La risposta, ovviamente, è no. Un secco, lapidario, no. La stessa che avrebbero dato Aldo Moro ed Enrico Berlinguer a chi gli avesse domandato se per caso, sulla strada del compromesso storico – già così maledettamente complicata – non stessero pensando di fondersi in un’unica sigla elettorale. Si, lo so che state pensando che una domanda così idiota nessuno gliel’avrebbe rivolta. Come nessuno avrebbe chiesto ai socialisti – alleati di buongoverno e molto a lungo in tantissime giunte locali – perché non facessero un bel balzo e si portassero a Palazzo Chigi, nel cuore del governo centrale, i cugini con cui stavano a braccetto in tante realtà territoriali. Eppure stiamo parlando di un’era – e di un regime – in cui gli steccati – ideologici, del fattore k e geopolitici – erano ben più rigidi e potenti di quelli che oggi orientano – si fa per dire – le scelte dei nostri partiti. No, né Moro né Berlinguer né i leader – massimalisti o riformisti – socialisti hanno mai pensato di squadrare in una formula perentoria e univoca la complessità della vita politica dell’epoca. Immaginate quella attuale, che ci sfugge letteralmente tra le dita prima ancora che proviamo a interpretarla.
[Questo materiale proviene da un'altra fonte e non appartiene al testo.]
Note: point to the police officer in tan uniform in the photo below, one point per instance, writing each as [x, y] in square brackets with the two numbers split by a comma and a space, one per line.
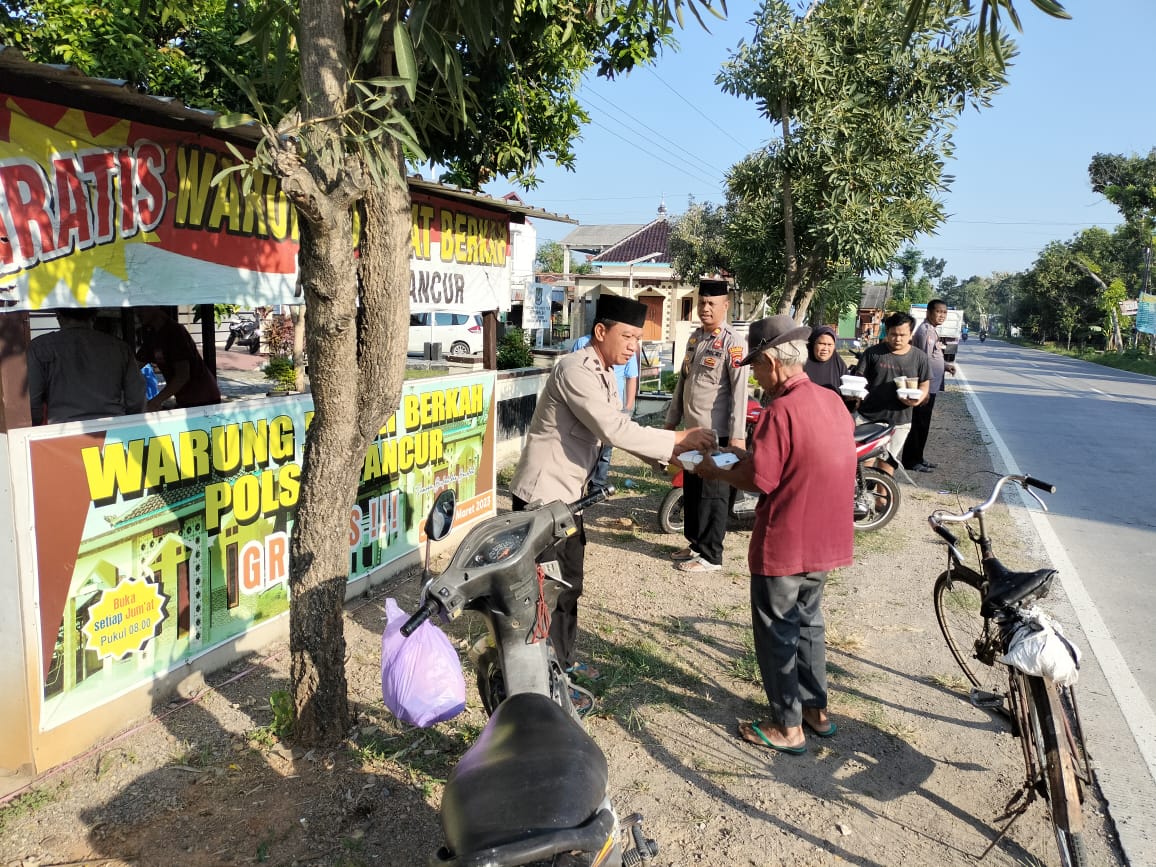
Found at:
[577, 412]
[711, 393]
Dunque, meglio rassegnarsi. Non c’è modo che Cinquestelle e Pd si uniscano in un’alleanza organica. Al tempo stesso, non c’è possibilità – almeno, fino alla fine della legislatura – che si separino. Chiamatele convergenze parallele, o compromesso temporaneo (la Storia è finita da un pezzo). Caso per caso, città per città, potrà anche darsi che proveranno a mettersi sotto la stessa bandiera elettorale. Ma senza risultati eclatanti. E soltanto se costretti dalle forche caudine del maggioritario. Ed è qui che troviamo l’unico scoglio di questa fase. La scelta della legge elettorale. Con il rischio crescente di scissioni che agitano il Movimento, la sola idea di un ritorno al Mattarellum è un anatema insopportabile. E lo è anche per Zingaretti, ben consapevole che si tratterebbe di un risico che non può consentirsi. Con il venti per cento stiracchiato che riesce miracolosamente a mantenere, riesumare il mito veltroniano della vocazione maggioritaria sarebbe, semplicemente, un suicidio. E perché poi? Certo non per garantire stabilità all’esecutivo. Visto il ribaltone che Prodi subì per ben due volte soltanto un paio d’anni dopo le vittorie. E visto lo stillicidio subito da Berlusconi dopo il suo trionfo elettorale del 2008, culminato nel disarcionamento dal governo con un papa straniero. 

No, l’unica vera spinta per un ritorno al maggioritario viene da chi sa bene che il suo potere d’interdizione ne guadagnerebbe moltissimo, mentre ci rimetterebbe nel caso che si votasse col proporzionale. Nome in codice: Renzi. Conoscendo la spregiudicatezza – e l’abilità – del fiorentino, state certi che giocherà bene le sue carte. Alias, i seggi che controlla in parlamento e che potrebbero far saltare il banco. Se gli va male, porterà a casa una sogliola di sbarramento, cioè una soglia piatta piatta. Se gli dovesse andare bene, finirà col far esplodere il sistema. Gli è già accaduto una volta, suicidandosi con le proprie mani. Non è detto che non ci riprovi.